Braddock had to admit, the borders and location looked a match, the pattern of smaller islands around Demar fit perfectly.
“We’ll drop our supplies from the air, land in New Guinea, and come in by boat,” Chloe continued.
We should come in from Timor, actually, it’s closer. The girl was winging it, she’d glanced at a map and guessed.
Chloe stepped to the table and turned the medieval map over. Etched into the cracked leather were deliberate lines, the roughly embryonic shape of Demar. A tiny, red-stained X was drawn at an indent just inside the southern shore.
“The captain drew the island itself in more detail on the back,” Chloe said. “Wow, never would have thought to Aip it over,” Braddock sneered.
Chloe ignored her, pointing to the X. “We should find the pot at the end of the rainbow here, in Cala de Oro.”
Cala de Oro.
Golden Cove, she thought, tasting the words. Magellan’s pirates had buried the treasure in Golden Cove, and they were going to go dig it up. They could be there in ten, twelve hours, give or take.
She looked up, saw the same feverish excitement on the faces of the others.
“Bueno!” Moncada said, grinning. “Vamanos!”
* * *
The plane lifted off, rocking Nate and Sully even closer together in the pitch black of their impossibly cramped hiding place. Moncada had taken out a panel between the tiny trunk and the back seat of his Gullwing at some point or they never would have pulled it off, but it had been extremely fucking tight regardless. They’d left the spare tire and portable gas tank back in Barcelona, along with their bags. Nate had slid Sam’s postcards into his back pocket and ditched the rest, all in the interest of an extra few inches.

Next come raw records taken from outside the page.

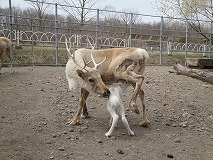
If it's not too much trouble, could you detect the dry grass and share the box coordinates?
[3,45,206,66]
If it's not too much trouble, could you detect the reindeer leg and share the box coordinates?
[7,49,12,73]
[128,76,144,114]
[138,89,150,127]
[114,62,143,114]
[115,75,143,114]
[69,88,89,125]
[0,57,2,74]
[125,62,144,114]
[105,106,119,137]
[81,89,90,119]
[0,49,6,74]
[120,103,134,135]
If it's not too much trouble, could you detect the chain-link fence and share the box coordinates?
[0,0,212,66]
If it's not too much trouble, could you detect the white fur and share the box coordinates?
[105,83,134,137]
[65,50,86,91]
[136,48,149,60]
[65,45,150,126]
[65,58,78,90]
[66,74,78,90]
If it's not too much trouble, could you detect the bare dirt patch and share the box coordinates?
[0,66,212,160]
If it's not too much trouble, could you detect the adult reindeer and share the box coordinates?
[0,37,12,74]
[65,38,150,126]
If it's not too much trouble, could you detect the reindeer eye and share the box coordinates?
[88,78,95,83]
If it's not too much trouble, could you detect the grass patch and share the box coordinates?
[3,45,207,66]
[12,45,69,65]
[148,51,204,65]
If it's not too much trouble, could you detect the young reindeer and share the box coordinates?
[105,81,134,137]
[0,37,12,74]
[65,38,150,127]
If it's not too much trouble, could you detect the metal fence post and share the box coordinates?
[185,19,188,65]
[160,16,163,65]
[129,12,133,47]
[210,21,212,58]
[96,9,99,49]
[55,3,59,66]
[210,0,213,58]
[9,0,13,65]
[31,19,34,54]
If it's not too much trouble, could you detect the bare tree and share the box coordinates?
[24,0,51,31]
[101,5,117,20]
[62,0,101,46]
[155,0,212,42]
[62,0,101,26]
[120,9,140,43]
[120,9,139,26]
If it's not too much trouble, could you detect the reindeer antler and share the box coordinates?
[91,49,107,70]
[65,37,74,60]
[87,37,107,70]
[65,37,91,70]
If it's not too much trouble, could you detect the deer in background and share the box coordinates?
[0,37,12,74]
[65,38,150,127]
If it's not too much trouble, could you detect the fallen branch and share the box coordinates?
[173,63,213,84]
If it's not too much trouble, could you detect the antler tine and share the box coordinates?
[87,37,107,69]
[82,58,93,69]
[85,59,93,66]
[87,37,94,49]
[65,37,89,71]
[90,48,107,70]
[65,37,73,58]
[96,53,107,68]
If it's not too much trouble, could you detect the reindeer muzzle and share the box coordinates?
[103,89,110,98]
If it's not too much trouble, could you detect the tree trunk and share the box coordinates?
[173,63,213,84]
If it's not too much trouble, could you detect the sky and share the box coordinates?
[1,0,161,21]
[101,0,158,15]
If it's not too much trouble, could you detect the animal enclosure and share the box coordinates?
[0,0,212,66]
[0,66,212,159]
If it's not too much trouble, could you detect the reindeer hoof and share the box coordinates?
[128,130,135,136]
[129,103,140,114]
[68,118,80,125]
[139,119,150,127]
[130,106,140,114]
[81,114,90,119]
[134,108,140,115]
[105,132,112,137]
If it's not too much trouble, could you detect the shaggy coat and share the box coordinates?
[0,37,12,73]
[66,44,150,126]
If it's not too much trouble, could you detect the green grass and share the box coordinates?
[12,45,70,65]
[148,51,205,65]
[3,45,209,66]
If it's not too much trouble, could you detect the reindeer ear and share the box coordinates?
[76,69,85,78]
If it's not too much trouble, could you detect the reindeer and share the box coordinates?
[0,37,12,74]
[65,38,150,127]
[105,81,134,137]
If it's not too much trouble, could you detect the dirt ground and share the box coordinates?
[0,66,212,160]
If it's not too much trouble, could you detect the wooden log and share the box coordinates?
[173,63,213,84]
[186,58,213,68]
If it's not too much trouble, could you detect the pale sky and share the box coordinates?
[1,0,159,15]
[102,0,158,15]
[1,0,161,21]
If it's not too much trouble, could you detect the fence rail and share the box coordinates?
[0,0,212,66]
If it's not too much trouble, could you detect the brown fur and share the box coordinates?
[0,37,12,73]
[66,44,150,126]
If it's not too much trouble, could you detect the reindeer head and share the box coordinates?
[65,38,110,98]
[76,68,110,97]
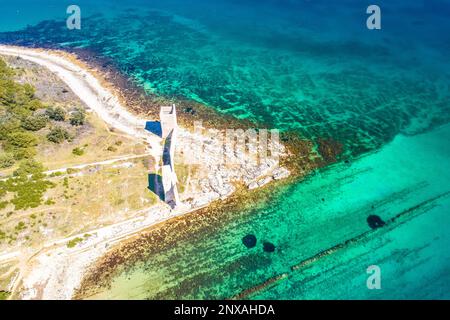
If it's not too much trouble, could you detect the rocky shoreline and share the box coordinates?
[0,44,343,300]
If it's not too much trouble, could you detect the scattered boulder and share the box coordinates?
[248,181,259,190]
[263,242,276,253]
[257,176,273,187]
[367,215,386,229]
[242,234,257,248]
[272,167,290,180]
[184,107,196,115]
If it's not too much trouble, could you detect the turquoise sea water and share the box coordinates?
[1,0,449,299]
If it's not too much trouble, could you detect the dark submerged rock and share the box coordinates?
[242,234,257,248]
[184,107,196,115]
[367,215,386,229]
[263,242,276,253]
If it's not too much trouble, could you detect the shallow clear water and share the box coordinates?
[1,0,449,299]
[85,123,450,299]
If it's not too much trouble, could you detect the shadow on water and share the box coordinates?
[148,173,165,201]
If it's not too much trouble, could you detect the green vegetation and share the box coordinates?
[0,153,15,168]
[66,233,92,248]
[0,57,46,164]
[13,159,45,178]
[15,221,26,232]
[0,160,55,210]
[5,131,37,149]
[47,126,72,144]
[48,171,63,177]
[0,291,11,300]
[0,201,8,210]
[44,198,55,205]
[66,168,79,174]
[21,114,48,131]
[67,237,84,248]
[72,147,85,156]
[45,106,66,121]
[69,107,86,126]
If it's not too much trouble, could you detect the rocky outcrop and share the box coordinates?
[176,128,290,208]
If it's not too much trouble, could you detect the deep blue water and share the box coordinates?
[0,0,449,299]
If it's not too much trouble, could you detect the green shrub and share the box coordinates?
[6,131,38,149]
[47,126,72,144]
[15,221,26,231]
[13,159,45,178]
[0,153,15,168]
[44,199,55,205]
[0,116,21,140]
[4,130,38,160]
[27,99,43,111]
[0,57,14,77]
[45,106,66,121]
[0,201,8,209]
[69,108,86,126]
[63,177,69,187]
[6,174,55,210]
[22,83,35,99]
[67,237,83,248]
[21,114,48,131]
[49,171,63,177]
[0,291,11,300]
[72,147,84,156]
[12,147,36,160]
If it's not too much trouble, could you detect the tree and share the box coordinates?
[12,147,36,160]
[69,107,86,126]
[27,99,44,111]
[46,107,66,121]
[0,116,21,140]
[21,114,48,131]
[47,126,72,144]
[6,131,38,149]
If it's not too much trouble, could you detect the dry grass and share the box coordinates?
[0,158,158,252]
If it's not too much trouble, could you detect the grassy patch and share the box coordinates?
[0,291,11,300]
[72,147,85,156]
[0,160,55,210]
[67,237,84,248]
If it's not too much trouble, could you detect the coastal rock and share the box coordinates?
[248,181,259,190]
[257,176,273,187]
[272,167,290,180]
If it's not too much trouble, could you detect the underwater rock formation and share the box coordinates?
[242,234,257,248]
[263,242,276,253]
[367,215,386,229]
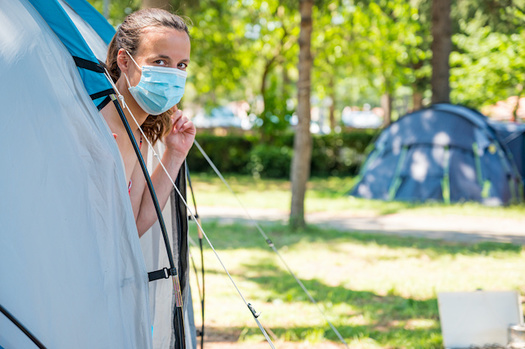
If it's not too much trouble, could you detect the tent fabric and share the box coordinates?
[141,146,197,349]
[350,104,522,205]
[58,2,197,346]
[489,120,525,183]
[0,0,151,347]
[27,0,113,109]
[64,0,116,45]
[60,0,110,62]
[0,0,197,347]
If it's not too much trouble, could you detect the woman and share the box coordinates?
[101,8,195,237]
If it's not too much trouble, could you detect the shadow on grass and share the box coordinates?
[192,220,520,347]
[206,325,442,348]
[203,259,443,348]
[194,220,523,257]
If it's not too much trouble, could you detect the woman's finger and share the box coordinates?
[173,116,189,131]
[171,109,183,124]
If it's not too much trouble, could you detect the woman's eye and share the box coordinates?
[177,62,188,70]
[154,60,167,66]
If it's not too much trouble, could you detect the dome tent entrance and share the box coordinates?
[350,104,523,205]
[0,0,195,348]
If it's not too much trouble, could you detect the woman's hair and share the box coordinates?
[106,8,189,145]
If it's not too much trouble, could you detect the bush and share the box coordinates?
[248,144,293,179]
[187,134,254,174]
[186,130,379,178]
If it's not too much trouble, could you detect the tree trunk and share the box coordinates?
[381,93,392,127]
[141,0,171,10]
[431,0,452,104]
[329,75,336,132]
[290,0,313,230]
[282,66,290,99]
[412,87,423,112]
[512,85,524,122]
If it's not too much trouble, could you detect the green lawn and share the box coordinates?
[188,173,525,218]
[185,173,525,348]
[188,222,525,348]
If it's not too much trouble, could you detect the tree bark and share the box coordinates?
[512,85,524,122]
[381,93,392,127]
[141,0,171,10]
[412,88,423,112]
[290,0,313,229]
[329,75,336,132]
[431,0,452,104]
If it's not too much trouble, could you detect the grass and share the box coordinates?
[188,221,525,348]
[188,173,525,219]
[185,173,525,347]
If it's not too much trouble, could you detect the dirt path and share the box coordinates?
[199,206,525,244]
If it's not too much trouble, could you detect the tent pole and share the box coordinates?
[103,0,109,19]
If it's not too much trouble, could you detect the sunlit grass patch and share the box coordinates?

Lot of good it did. He and Sully were packed in like sardines, and Nate couldn’t stop thinking about Jo Braddock. The woman who’d killed Sam was on the plane. “Was it actually Braddock?” he whispered. “Who pulled the trigger?”
Sully’s breath was going right into his neck. “Don’t go there, kid. Nothing good’ll come of it. You want revenge? Beat her to the gold.”
Sully shifted, and something hard jabbed into Nate’s back. “Ow! What the hell is that?”
“My arm.”
“Well, can you move it, please?”
Sully shifted again and whatever part of him was jabbing dug in deeper. “You’re just making it worse.”
“Whose fault is that? We had a perfectly good thing going.”
They both shifted, grunting, sweating, barely able to move their limbs. Nate’s legs were crunched to his chest, and Sully smoked too many cigars, the smell was sunk in his clothes. Sully’s arm finally came up and snaked over Nate’s shoulders.
“Now you’re holding me,” Nate said.
“It’s always something with you,” Sully gasped. “Oh, god. I’m claustrophobic, and—” He sucked in air. “—I think we’re running out of oxygen.”
“Dude, you’re killing me here,” Nate said, and scrunched tighter, gritting his teeth. He was going to beat her to the gold, alright, whatever it took. Whether or not that would satisfy him remained to be seen.